TITLE:
Deep Learning Approaches for the Identification and Classification of Skin Cancer
AUTHORS:
Kanchon Kumar Bishnu, Mohammad Abu Saleh, Saddam Hossain, Jannatul Ferdous Mou, Mia Md. Tofayel Gonee Manik, Araf Islam
KEYWORDS:
ResNet50, Convolutional Neural Network, Deep Learning, Augmentation, Preprocessing
JOURNAL NAME:
Journal of Computer and Communications,
Vol.12 No.12,
December
19,
2024
ABSTRACT: One of the most dangerous forms of cancer, skin cancer has been on the rise over the past ten years.

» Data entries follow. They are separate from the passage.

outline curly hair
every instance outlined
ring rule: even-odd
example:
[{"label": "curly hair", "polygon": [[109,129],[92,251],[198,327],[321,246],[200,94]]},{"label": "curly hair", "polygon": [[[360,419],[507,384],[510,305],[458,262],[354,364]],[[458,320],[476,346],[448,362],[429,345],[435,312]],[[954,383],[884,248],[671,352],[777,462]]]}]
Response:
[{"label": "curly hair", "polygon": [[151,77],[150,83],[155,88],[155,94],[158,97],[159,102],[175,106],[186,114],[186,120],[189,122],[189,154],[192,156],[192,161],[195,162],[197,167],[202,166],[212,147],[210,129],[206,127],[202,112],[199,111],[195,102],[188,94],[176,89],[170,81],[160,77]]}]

Nonetheless, melanoma detection is a method that uses deep learning algorithms to analyze images and accurately diagnose melanoma. An improved result for cancer treatment may result from early diagnosis. Then, in a matter of seconds, it will be simple to identify skin cancer using deep learning. In this research, a deep learning-based automatic skin cancer detection method is proposed. Data was considered from the ISIC database dataset which has 2357 images. To obtain average color information and normalize all color channel information, we used a few preprocessing approaches. Next, data was collected for categorization and reshaping of the images. To avoid overfitting, we additionally employed data augmentation. In the end, the Convolutional Neural Network was used to achieve our goal, which improved the accuracy of prediction. Using the Resnet50 algorithm, the accuracy rate rose to 98%, which will be helpful to get a good outcome with better accuracy.